И Эрагон с Сапфирой хором ответили:
«Не преследуй свою добычу, пока не убедишься, что это добыча».
«Вот именно!» — сказал Глаэдр.
«Прыгающие личинки, птицы-тени, гигантские улитки… — начал перечислять Эрагон. — Неужели заклятия, произнесенные во время сражения, могли создать такое?»
«Всадники, драконы и Проклятые во время боя высвободили огромное количество магической энергии, и большая ее часть была, разумеется, связана тем или иным заклятием. Но какая-то часть вообще ничем связана не была. Те, кто прожил достаточно долго, рассказывали, что вскоре после этого сражения мир вокруг словно сошел с ума. Ничему из того, что они видели или слышали, верить было нельзя. Какая-то часть той энергии поселилась в душах и телах предков тех личинок и птиц, которых ты видел сегодня, и со временем полностью их изменила. Но ты зря включил в этот перечень и улиток. Сналгли — это имя, под которым они были известны всегда, — с давних времен жили на острове Врёнгард и были нашей — я имею в виду Драконов — излюбленной пищей. И причина этого, не сомневаюсь, уже ясна Сапфире».
Сапфира что-то ласково пропела в ответ и облизнулась.
«Кстати, — продолжал Глаэдр, — не только плоть их мягка и вкусна, но и раковины весьма полезны для нашего пищеварения».
«Но если это самые обычные животные, то почему же мои магические стражи их не остановили? — спросил Эрагон. — По крайней мере, я должен был бы хоть предупреждение о приближающейся опасности получить».

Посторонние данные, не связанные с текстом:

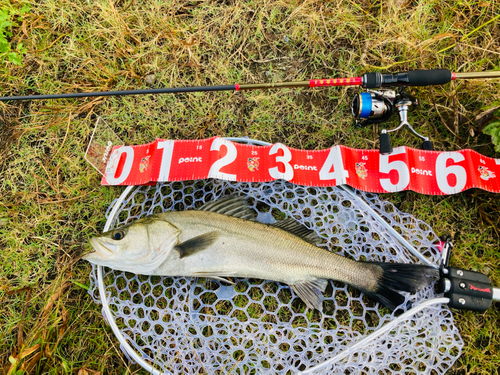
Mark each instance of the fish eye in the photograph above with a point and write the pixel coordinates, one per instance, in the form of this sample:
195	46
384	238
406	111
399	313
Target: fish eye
118	235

«А это, — ответил Глаэдр, — как раз и есть, скорее всего, последствие того сражения. Магия не участвовала в создании сналгли, но это вовсе не значит, что она не повлияла и на них, когда исказила здесь все. И нам, пожалуй, не следует задерживаться здесь. Чем раньше мы отсюда уберемся, тем лучше. Иначе еще кто-нибудь неведомый вздумает попробовать, хороши ли Эрагон или Сапфира на вкус».
С помощью Сапфиры Эрагон расколол обожженную раковину улитки и при свете красноватого волшебного огонька извлек ее бескостную тушку, что оказалось мало приятным занятием, и в итоге он по локоть выпачкался липкой слизью. Затем Эрагон попросил Сапфиру раздуть угли и закопал мясо улитки под них.
Сапфира вновь свернулась клубком на траве и уснула. Эрагон перенес свои одеяла, спальный мешок и ту сумку, где хранилось сердце сердец Глаэдра, поближе к Сапфире, под ее крыло, и в этом теплом уголке он провел остаток ночи, думая, время от времени засыпая, просыпаясь и снова начиная думать.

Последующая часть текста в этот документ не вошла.